Spain's conservatives convene to choose new leader

Former Spanish Prime Minister Mariano Rajoy vowed loyalty to his Popular Party in an emotional farewell Friday as the conservative party seeks to retake power in Spain.

The 63-year-old politician lost a parliamentary vote last month to his Socialist party opponent, Pedro Sanchez, in the wake of graft convictions for members of his center-right party.

Now in the opposition, Popular Party members on Friday began a two-day congress to choose a new leader between Soraya Saenz de Santamaria, 47, who was deputy prime minister until June, and lawyer Pablo Casado, 37.

The winner faces the challenges of reuniting a party split by a bitter leadership battle and rebuilding its scandal-tarred reputation as rival new parties, both on the left and the right, upend Spain's traditional bi-partisan politics.

Rajoy, who led the party for 14 years, has vowed not to interfere in the election of his successor.

"I'm taking a step aside, but I'm not leaving," Rajoy told a full auditorium, adding: "I will be loyal."

Instead, in an emotional 40-minute televised speech, Rajoy defended his record applying austerity to steer the eurozone's fourth-largest economy out of its worst crisis in decades.

He also said that, despite difficulties, his government had handled well the challenge by Catalan separatists over the northeastern region's sovereignty, which became a full-blown political crisis late last year. He also took pride from "defeating" the militant group ETA, which fought for decades for Basque independence.

In 2017, Rajoy became the first sitting Spanish prime minister to testify as a witness for his party's corruption misdeeds.
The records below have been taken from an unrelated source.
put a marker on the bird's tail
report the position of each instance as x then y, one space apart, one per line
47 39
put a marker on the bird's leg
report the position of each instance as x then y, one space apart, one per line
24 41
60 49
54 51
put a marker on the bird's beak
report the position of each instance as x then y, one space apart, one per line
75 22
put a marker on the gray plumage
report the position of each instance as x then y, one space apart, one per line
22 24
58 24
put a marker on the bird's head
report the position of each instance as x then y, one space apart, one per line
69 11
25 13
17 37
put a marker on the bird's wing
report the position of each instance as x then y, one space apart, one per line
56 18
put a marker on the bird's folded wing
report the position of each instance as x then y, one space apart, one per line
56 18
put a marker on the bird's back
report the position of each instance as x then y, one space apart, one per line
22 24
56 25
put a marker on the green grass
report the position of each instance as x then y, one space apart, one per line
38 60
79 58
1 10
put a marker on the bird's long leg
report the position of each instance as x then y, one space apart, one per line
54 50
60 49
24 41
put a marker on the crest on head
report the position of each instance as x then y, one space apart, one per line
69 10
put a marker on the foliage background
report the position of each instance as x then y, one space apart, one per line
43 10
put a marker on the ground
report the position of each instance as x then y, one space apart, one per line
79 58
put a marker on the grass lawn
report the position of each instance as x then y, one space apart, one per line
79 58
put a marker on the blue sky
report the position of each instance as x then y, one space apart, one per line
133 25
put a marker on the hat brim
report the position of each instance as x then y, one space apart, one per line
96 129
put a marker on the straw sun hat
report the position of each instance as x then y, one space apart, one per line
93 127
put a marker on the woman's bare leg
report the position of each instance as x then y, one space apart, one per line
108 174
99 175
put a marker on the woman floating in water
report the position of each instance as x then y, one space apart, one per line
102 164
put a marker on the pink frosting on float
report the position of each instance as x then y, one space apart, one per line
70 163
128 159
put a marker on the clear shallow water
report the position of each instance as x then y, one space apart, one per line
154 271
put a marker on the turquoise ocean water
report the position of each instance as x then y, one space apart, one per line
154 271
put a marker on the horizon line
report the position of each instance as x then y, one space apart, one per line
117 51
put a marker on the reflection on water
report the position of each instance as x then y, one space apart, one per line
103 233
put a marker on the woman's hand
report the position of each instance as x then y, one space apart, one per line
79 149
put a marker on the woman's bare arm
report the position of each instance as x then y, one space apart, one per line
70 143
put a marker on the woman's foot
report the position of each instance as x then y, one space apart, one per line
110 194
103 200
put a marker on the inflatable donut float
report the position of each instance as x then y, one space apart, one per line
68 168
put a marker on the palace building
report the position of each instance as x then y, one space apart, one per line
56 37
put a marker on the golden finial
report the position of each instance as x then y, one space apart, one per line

In a ruling last May, the court fined the party for benefiting from a kickbacks-for-contracts scheme. That prompted the Sanchez-led opposition to call —and win— a vote of no confidence against Rajoy.

Sanchez, Spain's new prime minister, is trying to push ahead with a social agenda that overturns some of his conservative predecessors' policies. That won't be easy however, since he only controls 84 votes in the 350-seat lower house, while the Popular Party has 134 lawmakers.